Currently, there are no guidelines for the treatment of PIG. Administration of glucocorticoids
has been recommended and has demonstrated a favorable outcome in affected patients.[2]
[8]
[9]
[10]
[11]
[12]
The prognosis remains uncertain. The clinical outcomes are quite varied. Deaths have
been reported when PIG exists with an abnormal lung development and pulmonary vascular
growth, and congenital heart disease.

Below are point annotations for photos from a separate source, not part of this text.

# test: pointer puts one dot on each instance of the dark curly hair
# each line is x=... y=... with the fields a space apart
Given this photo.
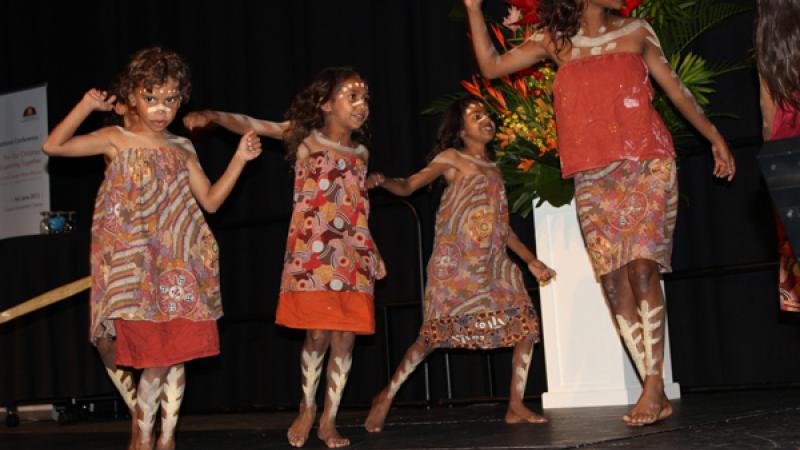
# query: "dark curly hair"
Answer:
x=777 y=49
x=305 y=114
x=449 y=134
x=561 y=18
x=153 y=67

No mortality has been reported in isolated PIG.[4]
[11]
[13]
[19]
In this article, we reported on a full-term infant with features of PIG and BPD, who
expired. There was no convincing evidence of an anatomical maturational arrest or
a congenital heart disease. It is also possible that our patient had an undiagnosed
genetic or pulmonary abnormality. So maybe PIG is an epiphenomenon at lung development
disorders in different stages and is the prognosis depending on the stage of the development
disorder.[16]
[18]
[20]
In conclusion, our knowledge of incidence, etiology, and pathogenesis of PIG is lacking.
The diagnosis can be made only after lung biopsy demonstrates the characteristic histological
findings. The prognosis of PIG continues to evolve. Further investigation beyond simple
case reports is needed to thoroughly characterize this disorder.